Can Stresam be used for long-term treatment?
No, Stresam is typically prescribed for short-term treatment, ranging from a few days to a few weeks, and should not exceed 12 weeks for anxiety treatment.
Can Stresam be taken with alcohol?
No, combining Stresam with alcohol is not advised because alcohol can increase the sedative effects of the medication.
How does Stresam work in the body?
Etifoxine has a dual mechanism: it directly potentiates GABA-A receptors at a non-benzodiazepine site and indirectly modulates them by stimulating neurosteroid production through the mitochondrial translocator protein (TSPO).
Are there any withdrawal symptoms associated with Stresam?
Unlike benzodiazepines, abrupt discontinuation of Stresam typically does not result in withdrawal symptoms.

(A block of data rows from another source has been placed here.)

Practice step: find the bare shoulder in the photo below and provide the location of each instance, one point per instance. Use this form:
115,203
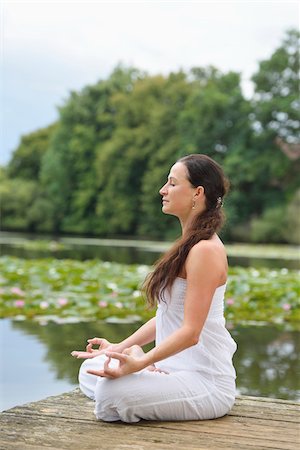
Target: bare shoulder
213,247
208,256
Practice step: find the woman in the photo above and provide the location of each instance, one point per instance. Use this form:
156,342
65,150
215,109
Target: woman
188,375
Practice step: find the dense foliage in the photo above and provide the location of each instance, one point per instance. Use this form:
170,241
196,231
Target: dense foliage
98,169
68,289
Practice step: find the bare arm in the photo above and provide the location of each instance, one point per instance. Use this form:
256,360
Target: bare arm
144,335
206,270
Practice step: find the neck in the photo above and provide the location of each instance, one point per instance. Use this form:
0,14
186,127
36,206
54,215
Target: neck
186,221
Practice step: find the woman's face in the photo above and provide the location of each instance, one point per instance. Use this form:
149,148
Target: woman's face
178,193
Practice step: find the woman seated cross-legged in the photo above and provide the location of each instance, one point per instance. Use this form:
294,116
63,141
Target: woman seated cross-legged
189,374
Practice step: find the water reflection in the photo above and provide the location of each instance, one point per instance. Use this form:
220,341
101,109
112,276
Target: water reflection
132,255
266,360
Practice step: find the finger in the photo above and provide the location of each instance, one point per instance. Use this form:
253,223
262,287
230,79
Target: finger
106,364
89,348
120,356
95,341
98,373
79,355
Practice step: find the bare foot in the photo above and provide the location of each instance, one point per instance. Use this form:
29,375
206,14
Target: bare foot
137,351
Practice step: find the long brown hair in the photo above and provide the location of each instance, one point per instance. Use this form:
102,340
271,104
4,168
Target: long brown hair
201,171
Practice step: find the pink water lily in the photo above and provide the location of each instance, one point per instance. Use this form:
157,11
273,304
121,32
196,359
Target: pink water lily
62,301
230,302
17,291
19,303
44,305
286,306
102,304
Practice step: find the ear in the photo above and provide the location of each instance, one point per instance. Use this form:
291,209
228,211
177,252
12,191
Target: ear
199,192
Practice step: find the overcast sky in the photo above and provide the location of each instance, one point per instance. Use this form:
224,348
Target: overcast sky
49,48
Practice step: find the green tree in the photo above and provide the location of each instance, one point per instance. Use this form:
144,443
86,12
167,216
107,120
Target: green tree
26,159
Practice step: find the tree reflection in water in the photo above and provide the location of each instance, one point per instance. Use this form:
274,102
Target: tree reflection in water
266,360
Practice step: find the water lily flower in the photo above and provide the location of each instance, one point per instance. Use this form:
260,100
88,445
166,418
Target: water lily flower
286,306
230,302
114,294
17,291
44,305
62,301
19,303
102,304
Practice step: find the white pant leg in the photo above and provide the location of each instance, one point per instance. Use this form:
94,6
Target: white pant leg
87,382
158,396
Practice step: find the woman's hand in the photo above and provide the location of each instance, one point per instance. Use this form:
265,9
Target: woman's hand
127,364
104,345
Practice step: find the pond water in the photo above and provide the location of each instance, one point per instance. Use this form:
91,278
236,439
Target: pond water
144,252
36,359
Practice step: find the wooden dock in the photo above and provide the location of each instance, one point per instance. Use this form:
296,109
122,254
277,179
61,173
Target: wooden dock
67,422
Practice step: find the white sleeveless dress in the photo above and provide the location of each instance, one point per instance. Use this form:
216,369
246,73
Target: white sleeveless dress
201,379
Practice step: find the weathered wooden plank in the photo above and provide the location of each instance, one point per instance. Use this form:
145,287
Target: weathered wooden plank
77,406
67,421
67,434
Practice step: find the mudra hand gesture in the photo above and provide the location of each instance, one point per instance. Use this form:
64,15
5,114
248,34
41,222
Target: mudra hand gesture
104,346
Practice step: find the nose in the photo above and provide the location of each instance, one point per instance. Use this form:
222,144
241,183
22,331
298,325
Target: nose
163,190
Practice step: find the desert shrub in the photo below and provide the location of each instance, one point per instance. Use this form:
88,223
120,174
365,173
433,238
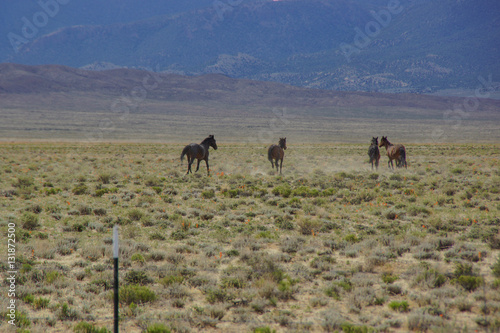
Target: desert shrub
37,209
333,291
30,221
84,327
283,190
105,177
218,295
80,189
431,278
264,329
67,313
351,328
135,214
308,226
157,235
137,277
84,210
24,181
67,246
136,294
470,283
400,306
21,320
157,328
209,194
171,279
389,278
495,268
100,211
423,322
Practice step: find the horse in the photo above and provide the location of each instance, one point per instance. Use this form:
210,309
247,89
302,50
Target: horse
374,153
199,151
394,152
276,152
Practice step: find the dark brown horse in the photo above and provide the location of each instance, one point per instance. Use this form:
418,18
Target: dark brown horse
276,153
394,152
199,151
374,153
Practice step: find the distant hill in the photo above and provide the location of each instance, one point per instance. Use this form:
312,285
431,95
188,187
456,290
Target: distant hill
57,102
423,46
32,81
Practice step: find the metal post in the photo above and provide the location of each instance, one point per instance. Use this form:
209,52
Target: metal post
115,259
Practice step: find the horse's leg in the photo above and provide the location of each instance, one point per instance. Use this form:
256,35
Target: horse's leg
208,168
190,161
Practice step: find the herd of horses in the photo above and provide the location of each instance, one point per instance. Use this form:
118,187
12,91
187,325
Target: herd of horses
276,153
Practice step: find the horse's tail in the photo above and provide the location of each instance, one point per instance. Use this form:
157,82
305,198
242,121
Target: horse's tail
402,156
184,152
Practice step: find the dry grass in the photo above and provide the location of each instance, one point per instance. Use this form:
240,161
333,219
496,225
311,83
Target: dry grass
330,245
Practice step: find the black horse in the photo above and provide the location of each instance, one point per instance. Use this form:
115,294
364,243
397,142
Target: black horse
276,152
394,152
374,152
199,151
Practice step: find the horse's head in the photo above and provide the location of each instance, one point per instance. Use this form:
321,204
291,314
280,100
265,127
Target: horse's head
212,142
282,143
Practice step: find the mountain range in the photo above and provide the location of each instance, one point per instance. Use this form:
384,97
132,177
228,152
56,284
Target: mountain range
58,102
385,46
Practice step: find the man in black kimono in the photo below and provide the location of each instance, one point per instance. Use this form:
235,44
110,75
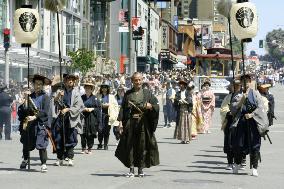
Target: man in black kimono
263,89
33,117
69,106
5,112
249,124
138,116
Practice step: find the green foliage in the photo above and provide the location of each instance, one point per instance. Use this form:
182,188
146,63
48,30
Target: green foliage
82,60
275,44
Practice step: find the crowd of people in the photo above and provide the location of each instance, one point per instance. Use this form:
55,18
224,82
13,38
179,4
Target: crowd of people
55,111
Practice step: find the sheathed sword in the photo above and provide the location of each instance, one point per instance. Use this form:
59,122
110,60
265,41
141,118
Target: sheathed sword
136,107
266,134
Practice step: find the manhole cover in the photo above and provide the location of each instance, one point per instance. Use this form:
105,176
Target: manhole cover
197,181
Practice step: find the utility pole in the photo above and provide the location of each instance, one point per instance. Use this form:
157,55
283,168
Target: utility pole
7,76
130,66
149,25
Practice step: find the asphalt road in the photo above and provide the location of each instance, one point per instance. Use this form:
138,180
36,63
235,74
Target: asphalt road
200,164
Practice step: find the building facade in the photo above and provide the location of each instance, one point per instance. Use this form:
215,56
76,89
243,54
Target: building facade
75,24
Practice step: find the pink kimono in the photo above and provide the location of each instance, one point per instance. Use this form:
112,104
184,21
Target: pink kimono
207,108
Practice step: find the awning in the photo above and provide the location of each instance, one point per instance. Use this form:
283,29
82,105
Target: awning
154,61
147,60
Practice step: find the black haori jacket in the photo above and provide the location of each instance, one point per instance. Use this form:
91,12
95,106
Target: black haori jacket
149,120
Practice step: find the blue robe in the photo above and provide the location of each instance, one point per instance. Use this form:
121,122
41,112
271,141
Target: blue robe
36,134
92,120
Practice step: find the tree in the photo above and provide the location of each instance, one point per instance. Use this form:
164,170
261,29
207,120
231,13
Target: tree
82,60
275,44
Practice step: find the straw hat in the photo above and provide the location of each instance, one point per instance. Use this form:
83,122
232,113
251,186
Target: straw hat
206,81
182,82
71,76
45,80
88,82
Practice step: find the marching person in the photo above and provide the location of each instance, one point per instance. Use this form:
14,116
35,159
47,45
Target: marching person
183,105
268,99
69,105
208,105
226,121
138,117
119,97
5,112
33,117
110,112
249,124
92,116
169,107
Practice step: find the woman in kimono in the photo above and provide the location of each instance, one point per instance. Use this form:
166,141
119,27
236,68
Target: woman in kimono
183,105
208,105
250,122
92,117
110,112
33,117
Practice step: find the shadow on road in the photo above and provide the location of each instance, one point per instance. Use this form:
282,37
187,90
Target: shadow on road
202,171
107,175
213,151
211,162
206,167
205,155
20,170
217,146
168,142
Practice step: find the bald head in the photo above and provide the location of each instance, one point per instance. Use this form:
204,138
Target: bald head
137,80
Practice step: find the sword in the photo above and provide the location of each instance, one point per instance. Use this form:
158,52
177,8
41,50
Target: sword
266,134
137,108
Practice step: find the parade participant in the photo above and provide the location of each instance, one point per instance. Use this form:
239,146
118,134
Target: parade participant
208,105
33,117
226,121
70,105
183,106
92,116
138,116
249,124
5,112
109,115
197,118
170,111
268,99
119,97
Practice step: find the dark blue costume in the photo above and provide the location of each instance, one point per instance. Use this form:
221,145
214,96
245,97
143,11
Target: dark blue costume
5,113
92,121
104,128
35,135
246,138
69,133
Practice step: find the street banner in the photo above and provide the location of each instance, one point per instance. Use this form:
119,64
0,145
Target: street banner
137,31
123,22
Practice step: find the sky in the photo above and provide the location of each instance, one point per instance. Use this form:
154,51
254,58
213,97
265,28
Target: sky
270,16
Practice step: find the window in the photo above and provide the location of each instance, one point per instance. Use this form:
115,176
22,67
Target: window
139,11
52,31
156,23
156,47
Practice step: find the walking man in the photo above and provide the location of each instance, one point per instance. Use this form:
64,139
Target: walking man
138,117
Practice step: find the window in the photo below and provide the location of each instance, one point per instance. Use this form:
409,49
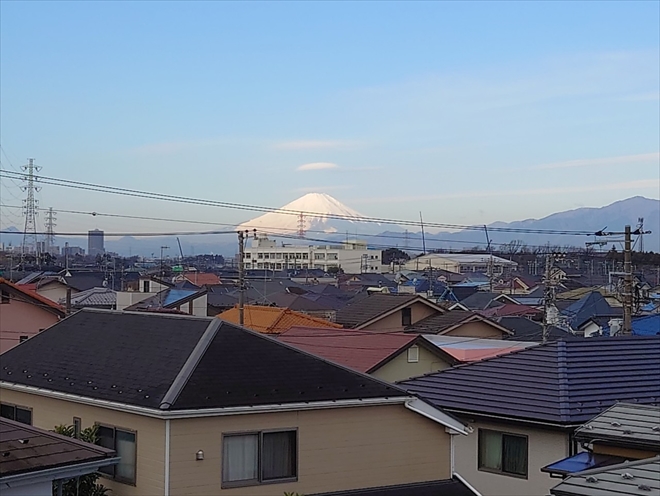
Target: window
406,316
20,414
502,453
123,442
259,457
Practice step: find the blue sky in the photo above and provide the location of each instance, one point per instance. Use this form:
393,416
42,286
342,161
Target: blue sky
471,112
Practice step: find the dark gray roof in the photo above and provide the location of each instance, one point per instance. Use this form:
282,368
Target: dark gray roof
177,362
367,308
448,487
479,300
641,477
26,450
628,424
435,324
563,382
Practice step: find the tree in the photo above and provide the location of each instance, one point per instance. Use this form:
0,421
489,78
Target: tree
85,485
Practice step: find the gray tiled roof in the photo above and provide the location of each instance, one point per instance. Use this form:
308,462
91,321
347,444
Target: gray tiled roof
628,424
564,382
641,477
174,362
367,308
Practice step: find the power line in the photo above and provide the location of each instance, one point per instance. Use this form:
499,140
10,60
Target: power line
240,206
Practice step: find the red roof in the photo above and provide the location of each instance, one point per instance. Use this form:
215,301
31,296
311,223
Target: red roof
33,296
359,350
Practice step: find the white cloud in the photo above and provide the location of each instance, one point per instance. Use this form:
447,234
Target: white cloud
317,166
314,144
590,162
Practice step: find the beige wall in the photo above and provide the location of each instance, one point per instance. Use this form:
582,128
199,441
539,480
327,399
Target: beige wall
338,449
48,412
399,369
18,318
544,448
419,311
476,329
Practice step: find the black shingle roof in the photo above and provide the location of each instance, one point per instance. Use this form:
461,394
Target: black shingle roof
565,382
367,308
178,362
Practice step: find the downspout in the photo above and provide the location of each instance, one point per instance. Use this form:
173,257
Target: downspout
167,457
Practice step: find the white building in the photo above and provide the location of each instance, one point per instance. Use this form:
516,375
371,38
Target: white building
353,257
462,263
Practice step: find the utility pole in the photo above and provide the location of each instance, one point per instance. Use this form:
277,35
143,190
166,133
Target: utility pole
241,277
51,217
627,282
30,206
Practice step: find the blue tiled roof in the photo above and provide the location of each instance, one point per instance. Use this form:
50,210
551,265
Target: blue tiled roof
565,382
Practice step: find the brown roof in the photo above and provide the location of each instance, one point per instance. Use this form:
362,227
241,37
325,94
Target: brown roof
27,449
376,305
360,350
273,320
440,323
32,297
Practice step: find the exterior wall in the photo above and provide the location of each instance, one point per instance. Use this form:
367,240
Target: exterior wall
391,322
475,330
399,369
19,318
544,448
150,438
337,449
55,291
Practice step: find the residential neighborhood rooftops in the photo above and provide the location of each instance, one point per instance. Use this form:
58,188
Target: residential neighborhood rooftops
563,382
172,362
365,309
637,478
273,320
26,450
629,424
359,350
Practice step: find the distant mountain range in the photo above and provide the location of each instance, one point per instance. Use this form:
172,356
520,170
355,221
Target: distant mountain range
324,224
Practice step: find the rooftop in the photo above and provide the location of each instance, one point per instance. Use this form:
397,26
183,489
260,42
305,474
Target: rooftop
564,382
174,362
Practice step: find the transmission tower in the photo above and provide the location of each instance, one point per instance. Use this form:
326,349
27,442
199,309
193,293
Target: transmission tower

Who should not take Stresam?
Stresam is contraindicated in patients with severe liver or kidney impairment, myasthenia gravis, shock, and those with a history of severe skin reactions or liver damage from previous etifoxine treatment.
Does Stresam affect memory or alertness?
No, studies have shown that Stresam has minimal or no deleterious effects on alertness, psychomotor performance, or memory, unlike many benzodiazepines.
Can Stresam be used during pregnancy or breastfeeding?
No, the use of Stresam is not recommended during pregnancy or breastfeeding due to insufficient clinical data on its safety for these populations.